The Shift from Defined Benefits to Defined Contributions

We’ve been talking about asset management—which we’ve classified as the management of corporate and institutional investments—and how its very structure has been changing, largely due to innovative and disruptive technology. The first article on this topic circumscribed the rise of asset management in the latter half of the last century and how it enjoyed a 40-year window of unparalleled growth, disrupted finally by economic upheaval and the upsurge in consumer demand, technology, and especially data.

How the free flow of information and data caused a leveling of the asset management market was laid out in the second article in this series. Where we left our discussion was pointing out that the industry has barbelled, with megalithic asset management firms and tiny boutique firms, which are doing well, squeezing those firms in the middle. We also discussed the shift from alpha to beta returns.

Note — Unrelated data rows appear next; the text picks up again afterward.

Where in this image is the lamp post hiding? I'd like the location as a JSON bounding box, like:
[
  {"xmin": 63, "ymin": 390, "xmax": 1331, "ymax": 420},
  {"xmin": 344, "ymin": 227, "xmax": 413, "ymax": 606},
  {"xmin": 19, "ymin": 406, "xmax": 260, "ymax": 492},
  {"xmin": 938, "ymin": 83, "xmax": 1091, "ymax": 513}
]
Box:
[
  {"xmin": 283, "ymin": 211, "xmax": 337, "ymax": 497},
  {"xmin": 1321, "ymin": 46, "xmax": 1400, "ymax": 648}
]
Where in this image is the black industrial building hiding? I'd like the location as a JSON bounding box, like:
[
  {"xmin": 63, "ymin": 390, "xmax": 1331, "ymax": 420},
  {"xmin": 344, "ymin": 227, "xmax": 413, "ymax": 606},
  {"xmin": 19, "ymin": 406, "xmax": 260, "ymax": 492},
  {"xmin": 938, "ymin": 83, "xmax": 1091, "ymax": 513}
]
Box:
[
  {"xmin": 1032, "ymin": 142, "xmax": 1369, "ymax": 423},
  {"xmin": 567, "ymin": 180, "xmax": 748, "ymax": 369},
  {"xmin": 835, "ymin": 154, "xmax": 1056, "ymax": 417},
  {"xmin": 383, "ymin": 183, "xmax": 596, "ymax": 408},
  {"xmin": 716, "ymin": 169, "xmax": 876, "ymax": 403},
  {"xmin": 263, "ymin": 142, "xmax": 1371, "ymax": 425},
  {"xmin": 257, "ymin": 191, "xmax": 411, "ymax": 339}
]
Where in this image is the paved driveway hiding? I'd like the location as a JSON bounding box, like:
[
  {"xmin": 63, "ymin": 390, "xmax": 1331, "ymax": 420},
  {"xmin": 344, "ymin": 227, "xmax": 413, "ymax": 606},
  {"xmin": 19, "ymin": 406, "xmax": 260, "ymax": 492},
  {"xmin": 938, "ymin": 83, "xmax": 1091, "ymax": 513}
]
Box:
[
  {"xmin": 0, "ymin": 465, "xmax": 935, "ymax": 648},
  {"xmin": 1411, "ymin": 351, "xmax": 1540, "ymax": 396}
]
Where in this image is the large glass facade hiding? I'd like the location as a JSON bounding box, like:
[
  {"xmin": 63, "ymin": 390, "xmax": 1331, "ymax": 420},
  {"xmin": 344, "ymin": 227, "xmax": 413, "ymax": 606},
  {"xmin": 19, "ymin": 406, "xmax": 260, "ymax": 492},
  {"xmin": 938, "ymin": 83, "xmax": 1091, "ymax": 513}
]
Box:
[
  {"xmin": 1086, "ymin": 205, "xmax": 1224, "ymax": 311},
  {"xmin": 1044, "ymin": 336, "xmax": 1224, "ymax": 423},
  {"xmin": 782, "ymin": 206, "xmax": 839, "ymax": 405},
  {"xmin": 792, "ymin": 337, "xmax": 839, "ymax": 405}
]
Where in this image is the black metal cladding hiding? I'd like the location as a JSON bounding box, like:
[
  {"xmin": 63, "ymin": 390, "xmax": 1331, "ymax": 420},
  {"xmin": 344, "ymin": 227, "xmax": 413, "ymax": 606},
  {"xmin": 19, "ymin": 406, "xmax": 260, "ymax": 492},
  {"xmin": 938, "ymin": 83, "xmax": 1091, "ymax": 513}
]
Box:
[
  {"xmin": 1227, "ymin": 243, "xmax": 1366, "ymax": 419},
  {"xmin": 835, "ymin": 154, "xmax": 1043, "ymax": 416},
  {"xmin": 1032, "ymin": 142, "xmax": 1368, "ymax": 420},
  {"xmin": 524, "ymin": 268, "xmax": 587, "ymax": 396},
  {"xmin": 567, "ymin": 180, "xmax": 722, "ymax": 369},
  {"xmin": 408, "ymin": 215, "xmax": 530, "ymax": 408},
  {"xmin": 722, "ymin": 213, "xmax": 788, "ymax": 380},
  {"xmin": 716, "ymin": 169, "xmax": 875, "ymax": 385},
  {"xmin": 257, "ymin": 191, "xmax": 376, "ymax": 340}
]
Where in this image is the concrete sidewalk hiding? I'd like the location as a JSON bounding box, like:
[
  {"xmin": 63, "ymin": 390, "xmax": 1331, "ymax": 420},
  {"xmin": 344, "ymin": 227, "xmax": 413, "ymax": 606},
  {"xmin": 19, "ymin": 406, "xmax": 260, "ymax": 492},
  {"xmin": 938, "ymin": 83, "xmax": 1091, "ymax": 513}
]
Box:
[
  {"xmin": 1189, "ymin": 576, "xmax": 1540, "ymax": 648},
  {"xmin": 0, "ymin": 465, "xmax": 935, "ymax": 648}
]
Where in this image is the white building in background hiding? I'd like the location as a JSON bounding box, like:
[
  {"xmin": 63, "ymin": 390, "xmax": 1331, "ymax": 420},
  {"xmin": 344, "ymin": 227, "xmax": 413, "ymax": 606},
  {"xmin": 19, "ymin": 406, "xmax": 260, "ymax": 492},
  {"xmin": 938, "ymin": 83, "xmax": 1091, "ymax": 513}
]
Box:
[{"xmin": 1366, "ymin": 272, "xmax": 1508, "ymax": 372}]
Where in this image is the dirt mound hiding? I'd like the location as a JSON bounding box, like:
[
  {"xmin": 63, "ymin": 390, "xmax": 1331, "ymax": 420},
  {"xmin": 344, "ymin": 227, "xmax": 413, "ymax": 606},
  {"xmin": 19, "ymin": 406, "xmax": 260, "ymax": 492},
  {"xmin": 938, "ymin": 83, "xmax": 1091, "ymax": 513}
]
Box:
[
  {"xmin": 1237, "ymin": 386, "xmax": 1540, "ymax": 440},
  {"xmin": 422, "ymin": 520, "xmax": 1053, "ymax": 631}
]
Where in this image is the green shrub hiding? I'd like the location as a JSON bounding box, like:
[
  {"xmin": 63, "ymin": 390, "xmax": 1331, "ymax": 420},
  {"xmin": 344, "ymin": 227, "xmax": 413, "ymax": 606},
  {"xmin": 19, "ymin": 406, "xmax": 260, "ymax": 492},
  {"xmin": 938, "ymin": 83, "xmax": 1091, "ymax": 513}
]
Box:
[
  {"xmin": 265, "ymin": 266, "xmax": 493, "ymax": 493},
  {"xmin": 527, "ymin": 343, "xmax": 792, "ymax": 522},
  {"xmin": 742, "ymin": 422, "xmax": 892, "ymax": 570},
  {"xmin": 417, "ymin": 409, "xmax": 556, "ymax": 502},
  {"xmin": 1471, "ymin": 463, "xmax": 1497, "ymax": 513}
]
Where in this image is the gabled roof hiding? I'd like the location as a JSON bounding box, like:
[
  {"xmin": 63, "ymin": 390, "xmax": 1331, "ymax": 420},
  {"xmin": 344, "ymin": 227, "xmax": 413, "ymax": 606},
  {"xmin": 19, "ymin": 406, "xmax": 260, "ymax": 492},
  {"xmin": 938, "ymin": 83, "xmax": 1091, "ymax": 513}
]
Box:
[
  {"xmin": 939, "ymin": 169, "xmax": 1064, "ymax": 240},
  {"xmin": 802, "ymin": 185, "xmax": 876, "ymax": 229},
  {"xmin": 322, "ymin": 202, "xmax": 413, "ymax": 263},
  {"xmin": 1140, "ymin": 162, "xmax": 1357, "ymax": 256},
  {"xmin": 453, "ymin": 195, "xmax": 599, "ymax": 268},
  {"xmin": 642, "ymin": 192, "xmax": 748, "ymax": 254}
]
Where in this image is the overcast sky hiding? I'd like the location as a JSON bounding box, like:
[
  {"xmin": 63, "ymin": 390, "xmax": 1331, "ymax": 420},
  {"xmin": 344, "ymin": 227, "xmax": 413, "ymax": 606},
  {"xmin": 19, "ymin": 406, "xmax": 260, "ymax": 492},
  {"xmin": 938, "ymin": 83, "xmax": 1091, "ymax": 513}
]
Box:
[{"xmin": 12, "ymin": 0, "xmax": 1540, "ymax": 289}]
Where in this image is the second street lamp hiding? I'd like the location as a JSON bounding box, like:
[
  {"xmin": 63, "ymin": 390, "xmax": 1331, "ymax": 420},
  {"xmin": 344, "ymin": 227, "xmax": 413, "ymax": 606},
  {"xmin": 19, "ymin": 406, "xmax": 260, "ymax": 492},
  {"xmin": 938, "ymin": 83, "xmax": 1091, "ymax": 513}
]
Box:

To continue our series, we will turn our attention to another major aspect of corporate and institutional investing: pension funds for company and institutional employees. Here too the industry has experienced massive shifts, from defined benefit pensions toward defined contribution pensions. While much has been written in protest against this change in the U.K., decrying companies that, “through their own greed, selfishness and regulatory incompetence have systematically raided workers’ employer’s defined benefit pension funds,” a similar trend has been playing out in the U.S. over the past 20 years.